被鄭仁勇一提醒,鮑玉國一下子就反應了過來,連忙說道:“對,對,對,你說的對,我們先去見見他。”
說完,就急匆匆的邁步走出去。一路上,鮑玉國還不停的問道:“他是一個人來的嗎?”
“不是的,還帶著兩個手下。我已經讓劉奎和韓通集合府裡的所有保鏢了,就在一樓候著呢,以備不測,正巧,今天夫人帶著少爺和小姐出去串門,都不在家。”鄭仁勇將自己的安排告知了鮑玉國。
鮑玉國邊走邊點頭,然後又說道:“讓人到大門口守著,如果夫人他們回來了,讓他們千萬別進家,先去外面躲一下,等人走了,再回來。
” “是。”
說著話,兩人就來到了二樓,站在門外,透過窗戶,鮑玉國一眼就看到了那個讓自己經常做噩夢的家夥,此時正坐在會客室裡,翹著二郎腿,安然的喝著茶。兩名手下也坐在他的旁邊,從他們臉上絲毫看不出緊張,好像就是在自己家裡一樣。

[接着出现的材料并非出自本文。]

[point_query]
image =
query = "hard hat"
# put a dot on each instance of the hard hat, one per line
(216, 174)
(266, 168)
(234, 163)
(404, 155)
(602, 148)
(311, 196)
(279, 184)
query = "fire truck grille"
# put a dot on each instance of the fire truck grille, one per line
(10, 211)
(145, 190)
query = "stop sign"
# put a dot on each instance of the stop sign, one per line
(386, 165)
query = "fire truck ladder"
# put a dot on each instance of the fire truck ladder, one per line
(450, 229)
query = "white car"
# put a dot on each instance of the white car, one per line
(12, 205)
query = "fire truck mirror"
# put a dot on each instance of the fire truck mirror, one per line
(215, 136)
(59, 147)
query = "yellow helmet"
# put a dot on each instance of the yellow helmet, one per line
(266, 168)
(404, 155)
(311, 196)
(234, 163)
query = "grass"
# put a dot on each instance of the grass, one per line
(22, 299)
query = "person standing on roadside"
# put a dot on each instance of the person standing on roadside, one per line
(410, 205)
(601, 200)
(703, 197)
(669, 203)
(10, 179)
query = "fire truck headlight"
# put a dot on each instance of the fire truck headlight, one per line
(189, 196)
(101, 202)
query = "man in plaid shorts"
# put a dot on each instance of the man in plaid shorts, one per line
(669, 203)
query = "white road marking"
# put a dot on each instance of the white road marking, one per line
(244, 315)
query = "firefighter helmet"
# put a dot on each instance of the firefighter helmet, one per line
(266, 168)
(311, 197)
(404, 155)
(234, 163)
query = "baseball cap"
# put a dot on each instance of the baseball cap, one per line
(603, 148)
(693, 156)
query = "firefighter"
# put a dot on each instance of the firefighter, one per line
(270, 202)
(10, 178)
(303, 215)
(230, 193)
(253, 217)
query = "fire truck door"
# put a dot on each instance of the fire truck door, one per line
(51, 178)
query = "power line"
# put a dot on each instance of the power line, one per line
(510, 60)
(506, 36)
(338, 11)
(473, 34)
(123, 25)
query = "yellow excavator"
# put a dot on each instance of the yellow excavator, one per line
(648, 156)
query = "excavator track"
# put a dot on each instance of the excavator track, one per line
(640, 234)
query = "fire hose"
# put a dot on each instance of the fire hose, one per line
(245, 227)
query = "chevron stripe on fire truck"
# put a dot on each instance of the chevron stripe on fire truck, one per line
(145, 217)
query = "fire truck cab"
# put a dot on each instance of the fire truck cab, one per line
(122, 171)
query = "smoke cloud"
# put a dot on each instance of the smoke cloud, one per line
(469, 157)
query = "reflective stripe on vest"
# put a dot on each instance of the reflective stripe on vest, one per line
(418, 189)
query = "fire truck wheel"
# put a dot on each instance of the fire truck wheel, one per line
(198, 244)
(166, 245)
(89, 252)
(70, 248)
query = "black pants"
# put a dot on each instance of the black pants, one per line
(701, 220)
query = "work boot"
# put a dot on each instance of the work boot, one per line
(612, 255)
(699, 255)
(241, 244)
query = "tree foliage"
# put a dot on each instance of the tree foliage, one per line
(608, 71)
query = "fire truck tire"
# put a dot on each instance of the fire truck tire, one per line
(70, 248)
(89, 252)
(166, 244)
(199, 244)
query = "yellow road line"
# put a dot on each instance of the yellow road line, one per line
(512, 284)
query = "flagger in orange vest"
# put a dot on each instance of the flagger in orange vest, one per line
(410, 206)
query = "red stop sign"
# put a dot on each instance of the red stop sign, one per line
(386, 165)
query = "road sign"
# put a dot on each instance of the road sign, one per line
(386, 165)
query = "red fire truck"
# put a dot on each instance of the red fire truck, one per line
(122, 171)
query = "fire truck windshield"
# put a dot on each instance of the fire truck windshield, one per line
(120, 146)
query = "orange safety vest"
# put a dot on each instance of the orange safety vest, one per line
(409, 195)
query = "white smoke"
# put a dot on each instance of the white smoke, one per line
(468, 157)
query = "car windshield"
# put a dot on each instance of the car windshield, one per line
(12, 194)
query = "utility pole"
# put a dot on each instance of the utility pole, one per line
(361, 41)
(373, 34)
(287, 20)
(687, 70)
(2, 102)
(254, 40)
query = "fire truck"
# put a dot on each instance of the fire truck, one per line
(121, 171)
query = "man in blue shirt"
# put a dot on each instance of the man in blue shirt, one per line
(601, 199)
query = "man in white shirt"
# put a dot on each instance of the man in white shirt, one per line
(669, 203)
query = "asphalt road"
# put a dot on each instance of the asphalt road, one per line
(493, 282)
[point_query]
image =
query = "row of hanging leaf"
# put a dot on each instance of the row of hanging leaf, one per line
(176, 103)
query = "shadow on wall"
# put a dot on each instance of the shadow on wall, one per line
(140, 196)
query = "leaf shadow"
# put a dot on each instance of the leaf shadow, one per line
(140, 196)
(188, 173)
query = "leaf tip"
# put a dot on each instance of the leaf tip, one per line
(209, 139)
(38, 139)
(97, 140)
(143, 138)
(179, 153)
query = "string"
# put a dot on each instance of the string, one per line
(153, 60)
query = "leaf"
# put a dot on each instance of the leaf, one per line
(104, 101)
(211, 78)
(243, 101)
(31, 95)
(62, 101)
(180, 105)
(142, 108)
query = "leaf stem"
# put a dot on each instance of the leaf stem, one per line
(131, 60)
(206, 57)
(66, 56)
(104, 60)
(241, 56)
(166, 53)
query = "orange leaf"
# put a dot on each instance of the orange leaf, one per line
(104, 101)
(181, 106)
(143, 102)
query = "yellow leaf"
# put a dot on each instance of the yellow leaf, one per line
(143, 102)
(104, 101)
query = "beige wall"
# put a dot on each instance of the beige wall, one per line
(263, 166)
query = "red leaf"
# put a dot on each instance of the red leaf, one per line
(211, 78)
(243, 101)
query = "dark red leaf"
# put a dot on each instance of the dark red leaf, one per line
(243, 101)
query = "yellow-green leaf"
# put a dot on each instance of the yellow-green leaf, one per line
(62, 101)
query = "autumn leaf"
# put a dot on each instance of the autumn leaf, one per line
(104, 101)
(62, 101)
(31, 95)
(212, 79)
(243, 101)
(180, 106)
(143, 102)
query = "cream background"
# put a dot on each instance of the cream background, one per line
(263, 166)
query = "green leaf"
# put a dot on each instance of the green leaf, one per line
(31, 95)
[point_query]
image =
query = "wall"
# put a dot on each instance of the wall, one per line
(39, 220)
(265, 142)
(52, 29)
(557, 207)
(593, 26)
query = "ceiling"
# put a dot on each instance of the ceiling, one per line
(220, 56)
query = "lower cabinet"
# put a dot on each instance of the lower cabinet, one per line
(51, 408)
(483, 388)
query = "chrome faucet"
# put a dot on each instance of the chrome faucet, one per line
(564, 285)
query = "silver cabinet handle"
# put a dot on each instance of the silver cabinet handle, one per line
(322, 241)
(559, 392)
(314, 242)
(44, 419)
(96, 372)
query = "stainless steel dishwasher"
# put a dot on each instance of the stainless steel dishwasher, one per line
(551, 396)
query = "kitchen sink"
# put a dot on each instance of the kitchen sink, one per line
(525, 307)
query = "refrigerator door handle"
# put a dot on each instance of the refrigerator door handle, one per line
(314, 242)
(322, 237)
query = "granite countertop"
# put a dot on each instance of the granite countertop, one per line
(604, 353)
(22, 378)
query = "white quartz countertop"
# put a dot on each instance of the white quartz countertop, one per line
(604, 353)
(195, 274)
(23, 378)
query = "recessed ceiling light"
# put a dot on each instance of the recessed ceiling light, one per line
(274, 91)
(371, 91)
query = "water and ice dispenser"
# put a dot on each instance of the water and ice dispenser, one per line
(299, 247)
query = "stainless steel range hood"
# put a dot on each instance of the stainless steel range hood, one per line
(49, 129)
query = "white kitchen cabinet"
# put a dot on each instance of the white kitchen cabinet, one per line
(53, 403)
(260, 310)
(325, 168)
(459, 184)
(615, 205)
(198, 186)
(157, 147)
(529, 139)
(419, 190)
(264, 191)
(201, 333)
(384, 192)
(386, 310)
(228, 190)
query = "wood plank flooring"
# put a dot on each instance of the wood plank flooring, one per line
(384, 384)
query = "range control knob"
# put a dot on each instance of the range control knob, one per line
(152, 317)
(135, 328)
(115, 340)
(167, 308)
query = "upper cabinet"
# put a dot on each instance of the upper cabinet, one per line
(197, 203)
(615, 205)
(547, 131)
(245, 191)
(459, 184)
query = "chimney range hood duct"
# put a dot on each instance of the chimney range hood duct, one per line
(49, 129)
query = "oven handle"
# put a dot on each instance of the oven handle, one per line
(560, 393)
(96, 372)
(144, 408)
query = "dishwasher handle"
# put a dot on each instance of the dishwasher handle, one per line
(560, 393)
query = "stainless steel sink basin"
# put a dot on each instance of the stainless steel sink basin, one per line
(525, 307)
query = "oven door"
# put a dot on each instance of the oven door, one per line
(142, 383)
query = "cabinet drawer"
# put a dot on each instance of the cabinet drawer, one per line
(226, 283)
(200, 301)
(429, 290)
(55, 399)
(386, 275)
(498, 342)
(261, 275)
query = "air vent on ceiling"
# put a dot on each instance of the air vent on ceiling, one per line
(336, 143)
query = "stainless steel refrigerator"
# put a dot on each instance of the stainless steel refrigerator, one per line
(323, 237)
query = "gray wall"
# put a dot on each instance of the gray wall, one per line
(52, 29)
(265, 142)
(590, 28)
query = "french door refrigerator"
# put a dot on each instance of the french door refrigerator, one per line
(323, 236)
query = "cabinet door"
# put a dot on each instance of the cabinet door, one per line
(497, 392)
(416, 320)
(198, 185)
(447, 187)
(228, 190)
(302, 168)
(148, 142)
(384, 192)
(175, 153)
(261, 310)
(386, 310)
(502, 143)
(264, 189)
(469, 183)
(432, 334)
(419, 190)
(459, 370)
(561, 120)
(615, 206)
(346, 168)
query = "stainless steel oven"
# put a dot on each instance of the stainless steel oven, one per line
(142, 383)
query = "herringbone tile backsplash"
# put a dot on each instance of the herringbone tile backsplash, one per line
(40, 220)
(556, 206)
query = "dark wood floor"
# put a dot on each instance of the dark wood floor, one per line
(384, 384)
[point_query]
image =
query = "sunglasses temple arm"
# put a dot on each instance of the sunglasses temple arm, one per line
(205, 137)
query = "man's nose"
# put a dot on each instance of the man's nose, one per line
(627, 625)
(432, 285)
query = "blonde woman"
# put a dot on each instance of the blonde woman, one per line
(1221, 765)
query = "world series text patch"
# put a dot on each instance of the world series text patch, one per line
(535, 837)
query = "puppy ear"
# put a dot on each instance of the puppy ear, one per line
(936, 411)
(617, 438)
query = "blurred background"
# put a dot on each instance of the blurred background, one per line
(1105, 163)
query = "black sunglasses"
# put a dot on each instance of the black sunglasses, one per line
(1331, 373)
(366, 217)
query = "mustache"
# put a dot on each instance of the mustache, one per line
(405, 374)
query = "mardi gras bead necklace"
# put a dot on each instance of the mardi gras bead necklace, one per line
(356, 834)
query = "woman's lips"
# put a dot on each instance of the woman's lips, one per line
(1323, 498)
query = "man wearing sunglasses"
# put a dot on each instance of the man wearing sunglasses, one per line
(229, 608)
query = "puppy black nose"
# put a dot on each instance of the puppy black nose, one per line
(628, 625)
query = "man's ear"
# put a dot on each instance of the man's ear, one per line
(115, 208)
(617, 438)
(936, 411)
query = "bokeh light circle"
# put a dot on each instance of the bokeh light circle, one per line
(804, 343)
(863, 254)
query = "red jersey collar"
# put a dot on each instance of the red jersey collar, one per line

“你去叫一下劉奎和韓通,讓他們倆跟著我一起進去,你在外面候著,見機行事。”鮑玉國吩咐道。
鄭仁勇點了下頭,然後衝著不遠處的劉奎和韓通招了招手,兩個人趕緊跑了過來。鄭仁勇在他倆耳邊小聲說了幾句,二人不停的點著頭。
見一切都準備妥當,鮑玉國深吸了一口氣,然後硬著頭皮邁步走了過去。還沒有進門,就一臉熱情的說道:“哎呀,實在是不好意思,讓楚先生久等了,鮑某在此向您賠罪呀。”
看到鮑玉國終於露面了,楚昊天也不慌不忙的站起身來,衝著他微微一笑,然後說道:“不好意思,鮑老板,沒給你提前打招呼,就冒昧來訪,沒有驚擾你吧。”
鮑玉國連連擺手回答道:“哎,怎麽會呢,楚先生這麽說就見外了,楚先生能在百忙之中想起來到我家裡來,實在是讓寒舍蓬蓽生輝呀,坐,快請坐。”
聽著他言不由衷的話,楚昊天也沒在意,直接就坐回了座位上。至於鮑玉國身後的如臨大敵的兩名哼哈二將,他根本連正眼都沒看一眼。
鮑玉國也小心的坐在了楚昊天對面,然後套著近乎的說道:“前一段時間,我從鬼子那裡聽說,他們的什麽隊伍又去貴地搞偷襲了,還回來宣傳說消滅了貴軍很多人馬,當時我就跟家裡人說,小鬼子肯定又再吹牛了,他們不但沒有取得什麽戰果,相反絕對會損失不小。就他們那水平,在楚先生的面前純粹是班門弄斧呀。”
聽了鮑玉國的一番恭維,楚昊天只是臉上帶著一絲笑意,輕輕頷首,也沒有做其他的回應。
看到楚昊天如此淡定,鮑玉國心裡更是七上八下的,不知道他到底想幹什麽。隻好試探的詢問道:“不知道,楚先生這次突然來訪,到底所謂何事呢?”
楚昊天見他終於沉不住氣了,就開口說道:“哦,是這樣的,一直以來,鮑老板都是牡丹江地區最有實力的商界翹楚,門路更是廣泛,我呢,這次有件事情想找鮑老板幫個忙。”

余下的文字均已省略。